FN-DSA is a new upcoming post-quantum signature scheme, currently being defined by NIST as part of their Post-Quantum Cryptography Standardization project. FN-DSA is based on the Falcon scheme.

WARNING: As this file is being written, no FN-DSA draft has been published yet, and therefore what is implemented here is not the "real" FN-DSA; such a thing does not exist yet. When FN-DSA gets published (presumably as a draft first, but ultimately as a "final" standard), this implementation will be adjusted accordingly. Correspondingly, it is expected that backward compatiblity will NOT be maintained, i.e. that keys and signatures obtained with this code may cease to be accepted by ulterior versions. Only version 1.0 will provide such stability, and it will be published only after publication of the final FN-DSA standard.

This implementation is the C variant of the Rust implementation. It is interoperable (indeed, it reproduces the same test vectors) and mostly has feature parity and similar performance, with the following notes:

  • The C code's external API is in fndsa.h. This is the only file that application code needs to include.

  • The files codec.c, mq.c, sha3.c, sysrng.c and util.c are used for all operations. The files kgen*.c are used only for key pair generation. They can be omitted if not generating key pairs. Similary, the sign*.c files are only for signature generation, and vrfy.c is used only for signature verification. Typically, an application that only needs to verify signatures can avoid the code footprint cost of including the "kgen" and "sign" files.

  • The speed_fndsa.c and test*.c files are only for benchmarks and tests.

  • The API works only with keys in their encoded formats. Contrary to the Rust code, there is no "state" object that can be built and store reusable values across subsequent operations. Temporary buffers are normally allocated from the stack, but they can also be provided externally for builds targeting small embedded systems with shallow stacks.
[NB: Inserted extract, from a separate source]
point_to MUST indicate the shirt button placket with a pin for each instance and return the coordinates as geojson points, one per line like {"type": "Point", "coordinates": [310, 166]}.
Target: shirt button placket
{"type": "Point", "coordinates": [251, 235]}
  • When random bytes are needed, the operating system's RNG is invoked. This supports Windows and Unix-like systems (including Linux and macOS). For unsupported systems (including bare metal OS-less systems), the API has the option for the caller to provide a seed on which to work. It is then up to the caller to provide an adequately-sized seed with enough entropy (in general, aim for at least 256 bits of entropy).

For build options, see the Makefile. In general, the code should work fine without needing much fiddling.

ARM Cortex-M4

The implementation includes some assembly routines (some inline, and some in separate assembly source files) which offer substantial speed-ups, especially for signature generation, when running the code on an ARM Cortex-M4F CPU. See Makefile.cm4 for compiling that code with a cross-compiling system toolchain. Alternatively, see the bench_cm4/ subdirectory for a benchmarking application that can run on an STM32F407G-DISC1 board (using an STM32F4 microcontroller).